One complaint in Vancouver, for a while, was that people were buying expensive houses - then tearing them down to build a monster house. The land was the price driver - cost of building is not much worse than anywhere, just have to deal with tradesmen facing higher cost of living than in Saskatoon. Manhattan is an island, Vancouver is a peninsula; both have no extra land except in distant hard-to-reach suburbs, so it’s more people chasing a limited supply. (In Manhattan’s case it’s Wall Street money, in Vcouver’s it’s Far East money looking for a secure landing spot)

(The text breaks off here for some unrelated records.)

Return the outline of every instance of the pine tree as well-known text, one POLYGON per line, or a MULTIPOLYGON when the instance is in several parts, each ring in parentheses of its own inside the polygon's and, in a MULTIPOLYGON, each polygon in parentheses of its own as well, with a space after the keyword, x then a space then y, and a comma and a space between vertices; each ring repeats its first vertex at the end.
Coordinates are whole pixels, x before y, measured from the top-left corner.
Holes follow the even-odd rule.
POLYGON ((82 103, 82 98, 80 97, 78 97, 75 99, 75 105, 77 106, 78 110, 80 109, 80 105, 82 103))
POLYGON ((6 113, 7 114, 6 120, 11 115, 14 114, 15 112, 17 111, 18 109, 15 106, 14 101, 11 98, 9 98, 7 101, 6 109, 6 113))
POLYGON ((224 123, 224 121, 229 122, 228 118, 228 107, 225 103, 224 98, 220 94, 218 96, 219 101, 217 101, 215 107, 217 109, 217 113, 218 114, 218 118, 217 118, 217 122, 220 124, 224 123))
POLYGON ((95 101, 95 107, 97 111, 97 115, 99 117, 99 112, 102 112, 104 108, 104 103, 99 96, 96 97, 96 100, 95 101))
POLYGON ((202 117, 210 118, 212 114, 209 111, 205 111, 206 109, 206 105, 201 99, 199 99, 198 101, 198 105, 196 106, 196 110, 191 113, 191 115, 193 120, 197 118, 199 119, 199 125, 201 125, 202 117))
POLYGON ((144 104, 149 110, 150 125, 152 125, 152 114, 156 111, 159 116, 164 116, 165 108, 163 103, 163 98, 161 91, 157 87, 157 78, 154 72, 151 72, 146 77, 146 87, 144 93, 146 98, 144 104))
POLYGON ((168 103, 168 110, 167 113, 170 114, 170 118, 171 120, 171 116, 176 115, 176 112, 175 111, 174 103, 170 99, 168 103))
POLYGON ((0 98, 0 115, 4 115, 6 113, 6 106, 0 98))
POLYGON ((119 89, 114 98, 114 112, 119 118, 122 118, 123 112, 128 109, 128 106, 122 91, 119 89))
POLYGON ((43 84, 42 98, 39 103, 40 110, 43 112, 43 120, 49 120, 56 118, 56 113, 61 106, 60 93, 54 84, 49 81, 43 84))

I know, many years ago, Toronto offered cheap condos in some project to those of limited income. A college student friend of mine said his rich dad had told him and his brother to apply; as a student working part time, he would qualify under the poorly-crafted rules and daddy would front him the down payment. From such altruism comes opportunistic flipping. Plus, those desperate to sell who bought high cannot lower their prices, those who bought low will see that once all the 50,000 are gone they can raise their price to the good old times level.

So I would suggest while the event would cause a momentary dip in house prices, the government would have a hard time proving predatory pricing because there would be no follow-up attempt at monopoly; it’s as if a fleet of food trucks came into town offering 10-cent burgers, then left after a month.

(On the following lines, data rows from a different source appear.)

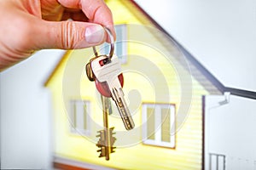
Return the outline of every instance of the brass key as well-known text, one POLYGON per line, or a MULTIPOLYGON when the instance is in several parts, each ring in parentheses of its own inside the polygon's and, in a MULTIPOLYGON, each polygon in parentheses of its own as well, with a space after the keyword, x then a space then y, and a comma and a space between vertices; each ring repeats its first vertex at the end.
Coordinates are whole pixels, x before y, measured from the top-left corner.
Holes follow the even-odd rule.
POLYGON ((99 157, 105 156, 105 159, 108 161, 110 159, 109 154, 114 152, 113 149, 115 147, 113 146, 114 141, 116 139, 113 136, 114 133, 113 133, 113 128, 108 128, 108 116, 109 114, 110 110, 110 100, 102 95, 102 110, 103 110, 103 125, 104 129, 98 131, 100 134, 98 134, 96 137, 100 137, 98 143, 96 144, 96 146, 101 148, 98 150, 98 152, 101 152, 99 157))

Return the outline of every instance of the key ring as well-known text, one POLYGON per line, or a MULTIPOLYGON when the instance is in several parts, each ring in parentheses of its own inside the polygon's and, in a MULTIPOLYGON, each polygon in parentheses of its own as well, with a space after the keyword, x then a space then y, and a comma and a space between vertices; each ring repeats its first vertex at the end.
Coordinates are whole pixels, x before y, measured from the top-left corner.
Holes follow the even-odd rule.
MULTIPOLYGON (((105 31, 107 31, 108 33, 108 36, 110 39, 110 51, 109 51, 109 56, 108 56, 108 59, 111 59, 113 57, 113 50, 114 50, 114 40, 113 40, 113 34, 112 32, 110 31, 109 28, 108 27, 104 27, 105 31)), ((95 54, 95 56, 98 56, 98 53, 96 49, 96 47, 93 46, 92 47, 93 48, 93 52, 95 54)))

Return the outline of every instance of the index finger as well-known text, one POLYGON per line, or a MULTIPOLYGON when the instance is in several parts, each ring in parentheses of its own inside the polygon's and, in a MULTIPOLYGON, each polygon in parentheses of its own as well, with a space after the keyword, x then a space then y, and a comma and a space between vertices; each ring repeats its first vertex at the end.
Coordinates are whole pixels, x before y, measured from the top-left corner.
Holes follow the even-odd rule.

A lot of times, there are restrictions on the resale price for houses sold below market price, so the owners can’t just flip the house for a fat profit.

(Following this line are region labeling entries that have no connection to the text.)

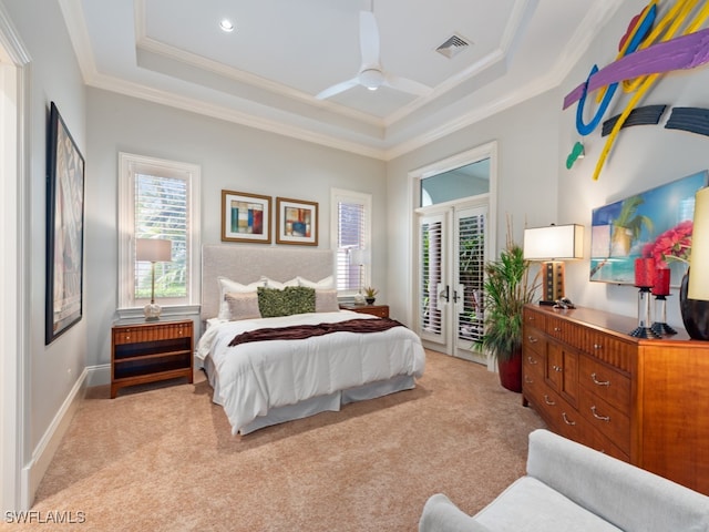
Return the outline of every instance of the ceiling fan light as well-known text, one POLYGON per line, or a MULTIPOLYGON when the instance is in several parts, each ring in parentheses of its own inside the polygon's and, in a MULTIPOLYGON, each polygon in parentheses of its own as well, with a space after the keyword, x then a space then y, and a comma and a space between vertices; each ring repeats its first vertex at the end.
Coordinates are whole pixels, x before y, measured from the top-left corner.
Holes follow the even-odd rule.
POLYGON ((384 83, 384 74, 378 69, 362 70, 359 73, 359 82, 370 91, 376 91, 384 83))
POLYGON ((228 19, 223 19, 219 22, 219 28, 222 29, 222 31, 230 33, 232 31, 234 31, 234 23, 228 19))

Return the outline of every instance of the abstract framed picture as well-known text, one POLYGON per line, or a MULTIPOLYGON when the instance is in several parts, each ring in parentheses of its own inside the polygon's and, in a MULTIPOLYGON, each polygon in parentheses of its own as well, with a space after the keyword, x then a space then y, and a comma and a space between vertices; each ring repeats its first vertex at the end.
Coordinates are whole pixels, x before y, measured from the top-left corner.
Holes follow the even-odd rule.
POLYGON ((222 241, 270 244, 270 197, 222 191, 222 241))
POLYGON ((276 198, 276 243, 318 245, 318 204, 288 197, 276 198))
POLYGON ((45 345, 81 320, 84 246, 84 157, 54 102, 48 136, 45 345))
POLYGON ((696 174, 593 209, 590 280, 633 285, 635 259, 653 257, 670 268, 671 286, 687 269, 695 194, 709 173, 696 174))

I’m neither a lawyer, nor an anti-trust expert, so take my suppositions with a grain of salt. My belief is that if the billionaire was purchasing existing units to offer at lower rent, that unless it had a demand effect on the pre-acquisition rental market, it wouldn’t be an anti-trust violation. In general, by ignoring the financing costs of the property acquisitions, and not trying to make a profit against operational costs, the billionaire would probably be found guilty of anti-trust regulations if his actions bankrupted his competitors. However, there has to be evidence that the billionaire is trying to unfairly drive his competitors out of the market. Diminishing a competitor’s profit margins isn’t an anti-trust act. Buying out your competitors is a borderline predatory practice, but paying someone to leave a market isn’t, despite the intellectual dissonance, anti-competitive. Absent coercion, courts don’t have a role in determining the price of a sellable asset. There’s nothing wrong with the purchase of an asset in a market you have an interest in, nor competitive pricing within that market.

Basically, if the billionaire purchased half of the available affordable housing, and charged lower rent, but his actions had no extraordinary effect on the other half of the market, he would be in the clear. There would certainly be pricing pressure and diminished opportunity for his competitors, but that shouldn’t be an issue to bring before the court. If the half of the affordable housing market not owned by the billionaire has a market available to them, even if it’s been reduced, then anti-trust laws don’t apply.